L’inesorabile sveglia non tradisce mai, purtroppo direbbe qualcuno, ma noi ogni volta non esitiamo a scaraventarci giù dal letto perché ogni giorno rappresenta una nuova avventura. Così prima dell’alba siamo già in marcia verso Basrah. Fortunatamente le strade sono tutte in buone condizioni, a parte l’illuminazione che è completamente assente, ma le fosse ai bordi della carreggiata evocano un immaginario di massicci bombardamenti.
La città ha una storia lunga e sofferta. Il primo insediamento di Basrah risale agli anni della nascita dell’Islam quando, su volontà di un comandante arabo, fu eretto un campo fortificato per il suo esercito. Nel tempo ebbe un incremento demografico costante e una notevole attività culturale fino al medioevo quando, prima a causa degli scontri contro gli Ismailiti e poi sotto le invasioni mongole, subì talmente tanti danni da impoverirsi e spopolarsi. La situazione non migliorò sotto i Safavidi e fu solo con l’arrivo degli Inglesi, disposto dalla Società delle Nazioni dopo la sconfitta degli Ottomani alla fine della Prima guerra mondiale, che le cose migliorarono notevolmente. Durante gli otto anni di guerra tra Iraq e Iran (1980-1988) la città fu teatro di durissime battaglie, e infine ha subito un altro duro colpo con l’occupazione nel 2003 durante la Seconda guerra del golfo.
Passeggiamo senza meta nella zona vecchia che sul lato del canale è tutta un cantiere di restauro. La vecchia chiesa cristiana di St. Thomas è considerata una delle più antiche del Medio-Oriente, ma ciò che maggiormente colpisce è l’architettura delle vecchie abitazioni con il primo piano in legno costruito a lisca di pesce.
Nel pomeriggio facciamo un’escursione in battello sullo Shatt al-‘Arab dove sulla sponda opposta all’ex palazzo di Saddam adesso c’è un cimitero di imbarcazioni arrugginite alla deriva. Sorridiamo immaginando cosa ne avrebbe pensato il rais affacciandosi ad uno dei balconi che danno sul fiume.

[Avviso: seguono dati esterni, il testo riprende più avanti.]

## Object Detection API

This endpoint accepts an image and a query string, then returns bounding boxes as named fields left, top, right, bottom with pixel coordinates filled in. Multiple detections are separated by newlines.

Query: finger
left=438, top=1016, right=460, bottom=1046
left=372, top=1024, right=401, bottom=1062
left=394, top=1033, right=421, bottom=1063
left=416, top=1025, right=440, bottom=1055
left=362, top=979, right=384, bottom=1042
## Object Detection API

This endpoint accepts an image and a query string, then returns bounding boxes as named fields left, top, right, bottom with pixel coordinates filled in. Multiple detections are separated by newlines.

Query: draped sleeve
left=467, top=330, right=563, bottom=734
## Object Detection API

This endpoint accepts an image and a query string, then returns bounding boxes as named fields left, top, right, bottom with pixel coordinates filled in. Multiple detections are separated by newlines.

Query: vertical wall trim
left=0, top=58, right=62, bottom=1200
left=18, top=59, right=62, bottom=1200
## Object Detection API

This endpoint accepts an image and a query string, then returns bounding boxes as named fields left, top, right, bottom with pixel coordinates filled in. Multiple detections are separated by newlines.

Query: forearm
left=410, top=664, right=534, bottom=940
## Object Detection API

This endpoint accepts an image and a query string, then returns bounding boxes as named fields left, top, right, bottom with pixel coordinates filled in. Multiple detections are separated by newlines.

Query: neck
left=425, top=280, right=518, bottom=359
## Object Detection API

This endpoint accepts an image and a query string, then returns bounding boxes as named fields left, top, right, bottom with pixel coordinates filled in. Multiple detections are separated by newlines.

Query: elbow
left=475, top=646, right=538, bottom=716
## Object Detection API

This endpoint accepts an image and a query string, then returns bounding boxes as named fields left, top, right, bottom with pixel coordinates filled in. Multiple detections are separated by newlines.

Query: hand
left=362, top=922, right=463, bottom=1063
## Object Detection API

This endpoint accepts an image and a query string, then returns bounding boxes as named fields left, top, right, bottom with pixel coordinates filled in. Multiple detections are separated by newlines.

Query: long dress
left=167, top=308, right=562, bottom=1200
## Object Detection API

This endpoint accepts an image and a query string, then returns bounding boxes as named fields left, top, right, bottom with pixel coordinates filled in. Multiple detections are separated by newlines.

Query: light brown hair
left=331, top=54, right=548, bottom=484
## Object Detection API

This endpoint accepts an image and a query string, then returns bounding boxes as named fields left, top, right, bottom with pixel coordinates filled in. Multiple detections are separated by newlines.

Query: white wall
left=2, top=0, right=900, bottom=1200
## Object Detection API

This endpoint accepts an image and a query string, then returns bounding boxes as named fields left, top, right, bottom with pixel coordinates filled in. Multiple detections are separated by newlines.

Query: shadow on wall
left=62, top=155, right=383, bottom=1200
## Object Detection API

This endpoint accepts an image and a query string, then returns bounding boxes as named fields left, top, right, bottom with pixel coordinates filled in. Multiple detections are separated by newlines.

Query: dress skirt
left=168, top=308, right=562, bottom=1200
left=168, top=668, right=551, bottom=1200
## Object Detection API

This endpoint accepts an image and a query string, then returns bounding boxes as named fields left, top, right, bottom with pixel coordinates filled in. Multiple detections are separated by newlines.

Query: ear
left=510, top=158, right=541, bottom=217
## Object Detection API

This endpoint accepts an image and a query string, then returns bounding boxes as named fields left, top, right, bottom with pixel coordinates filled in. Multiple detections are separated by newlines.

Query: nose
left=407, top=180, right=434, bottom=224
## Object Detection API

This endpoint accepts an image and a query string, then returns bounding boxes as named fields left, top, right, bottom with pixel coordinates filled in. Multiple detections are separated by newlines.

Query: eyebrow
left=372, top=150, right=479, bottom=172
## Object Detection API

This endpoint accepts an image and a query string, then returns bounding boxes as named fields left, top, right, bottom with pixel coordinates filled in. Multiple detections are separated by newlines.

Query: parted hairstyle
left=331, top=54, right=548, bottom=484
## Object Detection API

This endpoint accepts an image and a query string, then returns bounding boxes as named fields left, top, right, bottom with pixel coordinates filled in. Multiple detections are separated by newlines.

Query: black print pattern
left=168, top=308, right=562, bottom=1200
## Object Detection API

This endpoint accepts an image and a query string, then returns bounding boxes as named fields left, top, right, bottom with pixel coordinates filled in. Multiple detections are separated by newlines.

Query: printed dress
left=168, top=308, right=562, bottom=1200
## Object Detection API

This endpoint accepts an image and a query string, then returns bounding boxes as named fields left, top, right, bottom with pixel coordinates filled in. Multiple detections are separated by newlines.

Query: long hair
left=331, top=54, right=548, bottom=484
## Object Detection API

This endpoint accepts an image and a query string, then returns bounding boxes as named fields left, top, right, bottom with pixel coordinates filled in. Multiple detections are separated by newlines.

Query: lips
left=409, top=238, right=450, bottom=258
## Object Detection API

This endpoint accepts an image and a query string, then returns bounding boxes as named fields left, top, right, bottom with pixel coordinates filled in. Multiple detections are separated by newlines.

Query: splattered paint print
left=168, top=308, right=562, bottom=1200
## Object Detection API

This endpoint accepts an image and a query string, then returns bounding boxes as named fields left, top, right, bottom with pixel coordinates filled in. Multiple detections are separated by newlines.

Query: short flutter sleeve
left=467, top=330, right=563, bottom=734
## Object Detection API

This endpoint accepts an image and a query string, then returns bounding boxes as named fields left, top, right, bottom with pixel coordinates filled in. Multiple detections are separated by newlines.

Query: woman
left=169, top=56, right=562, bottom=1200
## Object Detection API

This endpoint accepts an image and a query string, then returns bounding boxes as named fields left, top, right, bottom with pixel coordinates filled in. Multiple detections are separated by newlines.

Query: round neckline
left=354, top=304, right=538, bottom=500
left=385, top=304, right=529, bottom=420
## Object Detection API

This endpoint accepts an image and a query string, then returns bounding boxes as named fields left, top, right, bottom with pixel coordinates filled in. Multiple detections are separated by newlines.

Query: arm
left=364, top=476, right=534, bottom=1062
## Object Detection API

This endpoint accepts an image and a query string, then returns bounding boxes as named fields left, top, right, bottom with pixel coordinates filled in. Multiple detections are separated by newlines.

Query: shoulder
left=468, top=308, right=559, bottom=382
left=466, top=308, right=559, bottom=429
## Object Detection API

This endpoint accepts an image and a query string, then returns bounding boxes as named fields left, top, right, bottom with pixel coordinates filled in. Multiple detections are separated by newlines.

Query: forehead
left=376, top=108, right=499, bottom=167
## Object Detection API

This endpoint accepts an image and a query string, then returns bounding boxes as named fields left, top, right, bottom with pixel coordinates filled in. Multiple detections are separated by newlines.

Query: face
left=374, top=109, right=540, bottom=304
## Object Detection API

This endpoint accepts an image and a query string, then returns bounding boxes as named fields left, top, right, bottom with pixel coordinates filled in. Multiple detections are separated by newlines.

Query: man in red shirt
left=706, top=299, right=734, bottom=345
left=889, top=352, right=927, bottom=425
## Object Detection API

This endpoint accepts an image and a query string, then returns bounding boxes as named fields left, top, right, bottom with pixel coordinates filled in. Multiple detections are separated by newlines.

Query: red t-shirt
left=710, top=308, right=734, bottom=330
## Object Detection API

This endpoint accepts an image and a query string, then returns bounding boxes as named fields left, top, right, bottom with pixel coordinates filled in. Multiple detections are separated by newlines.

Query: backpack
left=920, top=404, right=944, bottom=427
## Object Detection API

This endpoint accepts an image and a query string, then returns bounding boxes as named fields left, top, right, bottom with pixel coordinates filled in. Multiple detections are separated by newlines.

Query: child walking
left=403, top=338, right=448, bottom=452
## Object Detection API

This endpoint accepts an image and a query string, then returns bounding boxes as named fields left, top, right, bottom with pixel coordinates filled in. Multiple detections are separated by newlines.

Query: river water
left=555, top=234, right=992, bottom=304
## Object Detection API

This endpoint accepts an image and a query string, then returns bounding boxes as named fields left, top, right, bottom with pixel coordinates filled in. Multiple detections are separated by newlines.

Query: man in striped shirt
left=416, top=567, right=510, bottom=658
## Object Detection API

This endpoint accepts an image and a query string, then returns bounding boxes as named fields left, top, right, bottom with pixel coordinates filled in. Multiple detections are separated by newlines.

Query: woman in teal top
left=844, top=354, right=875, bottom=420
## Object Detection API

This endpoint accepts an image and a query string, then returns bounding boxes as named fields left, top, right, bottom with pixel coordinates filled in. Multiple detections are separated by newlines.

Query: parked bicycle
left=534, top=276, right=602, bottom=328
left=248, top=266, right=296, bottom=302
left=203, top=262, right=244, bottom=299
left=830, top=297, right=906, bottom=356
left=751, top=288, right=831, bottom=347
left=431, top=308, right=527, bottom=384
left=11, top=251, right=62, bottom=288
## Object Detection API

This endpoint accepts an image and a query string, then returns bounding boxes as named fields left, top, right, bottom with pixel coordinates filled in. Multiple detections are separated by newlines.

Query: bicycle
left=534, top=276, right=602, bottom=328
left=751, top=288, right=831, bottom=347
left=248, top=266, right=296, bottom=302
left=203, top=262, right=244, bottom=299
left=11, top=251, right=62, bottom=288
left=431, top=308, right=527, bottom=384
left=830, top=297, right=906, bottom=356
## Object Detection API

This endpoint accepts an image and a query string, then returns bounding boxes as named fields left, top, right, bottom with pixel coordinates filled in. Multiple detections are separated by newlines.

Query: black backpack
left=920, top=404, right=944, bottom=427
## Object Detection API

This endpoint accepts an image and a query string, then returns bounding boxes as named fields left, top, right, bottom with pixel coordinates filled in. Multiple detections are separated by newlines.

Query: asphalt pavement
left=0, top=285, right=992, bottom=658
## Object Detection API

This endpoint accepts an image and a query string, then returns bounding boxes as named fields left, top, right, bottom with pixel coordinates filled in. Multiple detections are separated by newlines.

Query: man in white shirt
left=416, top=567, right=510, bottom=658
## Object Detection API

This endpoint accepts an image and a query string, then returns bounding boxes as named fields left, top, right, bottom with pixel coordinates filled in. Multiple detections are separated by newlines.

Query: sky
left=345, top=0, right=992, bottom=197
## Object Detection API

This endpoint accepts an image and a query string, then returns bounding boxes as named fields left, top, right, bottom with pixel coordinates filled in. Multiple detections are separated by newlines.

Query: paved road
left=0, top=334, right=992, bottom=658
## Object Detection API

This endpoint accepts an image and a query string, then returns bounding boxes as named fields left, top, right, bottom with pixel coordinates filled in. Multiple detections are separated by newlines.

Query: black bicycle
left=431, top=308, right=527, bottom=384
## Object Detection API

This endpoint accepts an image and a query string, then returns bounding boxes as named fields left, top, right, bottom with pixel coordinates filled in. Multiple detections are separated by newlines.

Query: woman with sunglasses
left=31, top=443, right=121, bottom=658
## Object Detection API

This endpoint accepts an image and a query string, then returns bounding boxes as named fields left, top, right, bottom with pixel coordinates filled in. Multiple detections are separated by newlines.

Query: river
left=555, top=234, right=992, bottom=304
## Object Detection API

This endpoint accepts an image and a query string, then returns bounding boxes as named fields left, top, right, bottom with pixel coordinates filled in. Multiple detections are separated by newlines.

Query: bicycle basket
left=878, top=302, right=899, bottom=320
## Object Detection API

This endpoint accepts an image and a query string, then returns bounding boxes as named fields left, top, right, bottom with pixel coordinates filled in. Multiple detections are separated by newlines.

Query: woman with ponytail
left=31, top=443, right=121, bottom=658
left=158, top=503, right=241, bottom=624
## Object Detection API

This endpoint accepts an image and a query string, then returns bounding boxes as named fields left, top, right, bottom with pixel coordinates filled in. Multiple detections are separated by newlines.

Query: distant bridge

Abbiamo appena il tempo di una breve passeggiata sul lungo fiume perché ci attendono sei ore di strada per arrivare a Baghdad. Ad una banchina è ormeggiato in bella mostra il vecchio panfilo di Saddam, un altro simbolo del potere alla mercé dei curiosi ai quali oggi, almeno in questo, sono state restituite la facoltà di arbitrio e giudizio. Le persone sembrano rilassate, come se fosse un bisogno dell’animo umano quello di buttarsi alle spalle una storia recente così disastrosa. I bambini si fanno fotografare davanti ai cartelloni pubblicitari della Coppa del Golfo di calcio che in questi giorni per la prima volta dopo quarantaquattro anni si svolge in Iraq, un evento sentito come una liberazione, e addirittura incrociamo un poliziotto che, felice di tanto orgoglio, è disposto a farsi fotografare insieme a noi.
Mentre siamo in viaggio ci coglie nel buio un bagliore in lontananza: sono le ciminiere dei pozzi del gas che rigettano il fuoco. Gioie e dolori, fortuna e sfortuna, il petrolio e il gas sono le maggiori risorse di questo Paese, e proprio per questo anche la mira di tante Potenze straniere.